A team of physicists has managed to demonstrate a new method for the time-reversal of a wave of optical light. It doesn’t mean that the researchers have actually handled the reversal of the flow of time – instead, they have discovered a technique to simulate an optical wave to reconstruct a forward path in reverse, returning to its point of birth.
This is the first time optical waves’ reversal has been attained with complete control over all of the levels of freedom of light at the same time. The outcome would be a significant achievement in and of itself, but the high degree of spatiotemporal control needed has benefits for applications like imaging, micromanipulation, and nonlinear optics.
Optical Light Waves’ Time Reversal
The time-reversal of waves takes place when a wave, having multiplied through a medium, is re-emitted in such a manner from the other side that it accurately retraces its path back to the origin. The two routes are mathematically identical, except for the direction of time.
The achievement has been attained with low-frequency waves, including acoustic waves, water waves, and microwaves. Researchers have also managed to achieve partial spatiotemporal control of optical waves; however, much higher frequencies of optical waves are difficult to measure and thus to control. This is what makes the research of physicists from the University of Queensland (UQ) in Australia and Nokia Bell Labs so outstanding.
UQ physicist Mickael Mounaix explained: “Imagine launching a short pulse of light from a tiny spot through some scattering material, like fog. The light starts at a single location in space and at a single point in time but becomes scattered as it travels through the fog and arrives on the other side at many different locations at many different times. We have found a way to precisely measure where all that scattered light arrives and at what times, then create a ‘backwards’ version of that light, and send it back through the fog.”
The light that’s re-emitted retraces the first scattering process to arrive back at the source – at a single point in time. The physicists’ device that made the discovery possible has a pulse shaper for controlling the shape of laser pulses and multi-plane conversion, which enables the researchers to spatially transform light. This way, the team could manipulate the light on two spatial levels, namely amplitude and phase, and one temporal degree as it is moved through an optical fiber.

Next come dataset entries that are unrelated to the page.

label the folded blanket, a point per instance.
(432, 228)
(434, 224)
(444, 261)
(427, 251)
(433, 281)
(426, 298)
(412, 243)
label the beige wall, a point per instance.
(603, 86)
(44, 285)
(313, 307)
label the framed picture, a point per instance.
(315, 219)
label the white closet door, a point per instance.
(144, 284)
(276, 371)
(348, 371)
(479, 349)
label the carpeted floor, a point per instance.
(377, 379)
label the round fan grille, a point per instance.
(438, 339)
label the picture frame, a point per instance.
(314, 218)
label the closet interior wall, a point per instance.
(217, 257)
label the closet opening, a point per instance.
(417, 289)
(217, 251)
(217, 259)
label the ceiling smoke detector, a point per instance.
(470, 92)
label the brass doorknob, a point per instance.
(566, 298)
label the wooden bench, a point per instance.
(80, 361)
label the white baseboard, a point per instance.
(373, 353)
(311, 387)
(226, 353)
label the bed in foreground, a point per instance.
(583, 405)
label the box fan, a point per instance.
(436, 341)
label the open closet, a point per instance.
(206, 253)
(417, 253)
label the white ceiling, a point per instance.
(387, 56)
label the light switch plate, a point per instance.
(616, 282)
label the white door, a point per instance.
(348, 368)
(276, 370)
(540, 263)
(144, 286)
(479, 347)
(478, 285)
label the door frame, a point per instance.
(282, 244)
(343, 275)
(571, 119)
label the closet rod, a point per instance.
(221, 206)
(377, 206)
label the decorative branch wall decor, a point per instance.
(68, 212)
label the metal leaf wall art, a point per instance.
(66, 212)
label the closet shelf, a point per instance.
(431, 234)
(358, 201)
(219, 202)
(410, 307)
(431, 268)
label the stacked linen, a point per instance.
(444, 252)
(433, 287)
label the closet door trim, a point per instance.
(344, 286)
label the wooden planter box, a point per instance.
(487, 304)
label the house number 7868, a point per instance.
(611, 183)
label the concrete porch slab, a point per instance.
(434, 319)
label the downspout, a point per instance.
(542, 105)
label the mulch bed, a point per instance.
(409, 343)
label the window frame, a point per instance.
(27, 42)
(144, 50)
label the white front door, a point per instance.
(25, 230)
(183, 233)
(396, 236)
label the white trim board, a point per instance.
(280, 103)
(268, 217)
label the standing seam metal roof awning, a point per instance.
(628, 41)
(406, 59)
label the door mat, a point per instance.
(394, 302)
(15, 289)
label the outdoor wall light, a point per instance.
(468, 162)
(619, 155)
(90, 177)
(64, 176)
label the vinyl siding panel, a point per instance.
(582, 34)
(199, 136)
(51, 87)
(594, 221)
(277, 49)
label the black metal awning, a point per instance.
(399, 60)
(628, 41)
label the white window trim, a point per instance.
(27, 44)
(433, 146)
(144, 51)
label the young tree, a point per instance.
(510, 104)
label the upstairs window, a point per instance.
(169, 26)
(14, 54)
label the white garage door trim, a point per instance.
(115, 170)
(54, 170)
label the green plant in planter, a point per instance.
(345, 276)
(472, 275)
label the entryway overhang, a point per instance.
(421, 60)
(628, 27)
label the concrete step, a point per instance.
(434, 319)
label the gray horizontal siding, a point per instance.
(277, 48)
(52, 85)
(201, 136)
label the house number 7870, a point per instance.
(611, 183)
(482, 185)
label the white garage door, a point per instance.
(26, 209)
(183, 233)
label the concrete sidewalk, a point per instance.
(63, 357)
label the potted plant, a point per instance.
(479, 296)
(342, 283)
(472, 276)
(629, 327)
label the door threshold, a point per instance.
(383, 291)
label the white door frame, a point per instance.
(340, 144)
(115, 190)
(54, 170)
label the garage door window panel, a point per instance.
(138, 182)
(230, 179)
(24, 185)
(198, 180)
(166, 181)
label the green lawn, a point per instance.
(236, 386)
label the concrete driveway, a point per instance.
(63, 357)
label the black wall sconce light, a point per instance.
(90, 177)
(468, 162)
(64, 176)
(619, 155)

According to the researchers, the consequent time-reversed wave can be compared to a random-looking cloud composed of light.

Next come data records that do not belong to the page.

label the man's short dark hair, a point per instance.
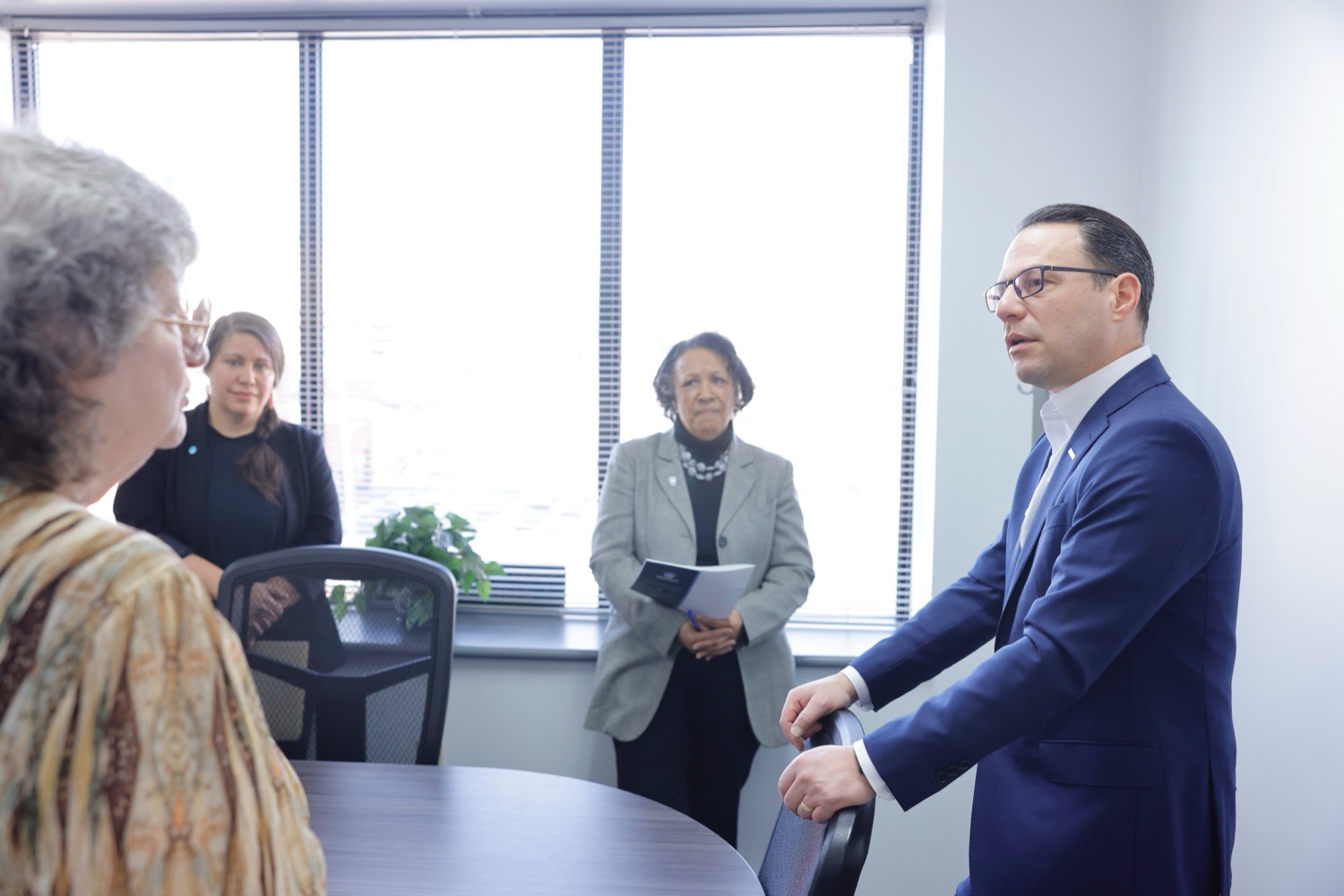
(1109, 244)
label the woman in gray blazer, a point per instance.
(688, 702)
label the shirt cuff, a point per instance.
(859, 685)
(870, 771)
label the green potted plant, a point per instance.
(419, 530)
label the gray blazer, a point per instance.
(645, 513)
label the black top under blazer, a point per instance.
(167, 495)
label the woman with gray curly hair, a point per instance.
(134, 754)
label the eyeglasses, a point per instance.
(1031, 281)
(193, 323)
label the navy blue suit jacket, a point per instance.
(1101, 727)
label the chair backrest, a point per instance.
(806, 858)
(339, 672)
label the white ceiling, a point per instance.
(414, 7)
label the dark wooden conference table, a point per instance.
(465, 831)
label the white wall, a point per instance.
(1217, 128)
(1244, 195)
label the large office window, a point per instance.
(214, 123)
(511, 230)
(765, 198)
(460, 255)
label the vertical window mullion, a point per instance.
(609, 280)
(609, 288)
(23, 59)
(311, 392)
(905, 521)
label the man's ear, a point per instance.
(1128, 292)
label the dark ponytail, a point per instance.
(261, 466)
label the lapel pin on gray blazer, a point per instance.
(696, 495)
(1101, 727)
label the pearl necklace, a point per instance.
(699, 469)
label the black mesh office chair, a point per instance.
(360, 689)
(806, 858)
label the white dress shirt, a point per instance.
(1061, 416)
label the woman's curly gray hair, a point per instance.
(82, 237)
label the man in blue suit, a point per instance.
(1101, 726)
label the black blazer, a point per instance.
(167, 495)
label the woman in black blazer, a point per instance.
(244, 481)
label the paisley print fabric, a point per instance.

“To create that light cloud, you need to take an initial ball of light flying into the system, and then sculpt it into the 3D structure you want,” explained UQ physicist Joel Carpenter. “That sculpting needs to take place on time scales of trillionths of a second, so that’s too fast to sculpt using any moving parts or electrical signals – think of it like shooting a ball of clay at high speed through a static apparatus with no moving parts, which slices up the ball, diverts the pieces, and then recombines the pieces to produce an output sculpture, all as the clay flies through without ever slowing down.”
The unprecedented control achieved by the team of physicists can be observed in a series of images. They designed the device so that, at the distal end, the light formed various shapes, such as a smiley face or the letters of the alphabet.
These images are of significant interest as this degree of control can enable a wave to be focused on a region that might not be possible to reach utilizing traditional methods. The medium itself can be employed to focus re-scattering light.
“This new type of control in optics,” the researchers wrote in their paper, “could open up many possibilities that are not just generalizations of previous demonstrations for lower frequency phenomena, with applications such as nonlinear microscopy, micromachining, quantum optics, optical trapping, nanophotonics and plasmonics, optical amplification, and other new nonlinear spatiotemporal phenomena, interactions, and sources.”
A paper detailing the findings was published in the prestigious journal Nature Communications.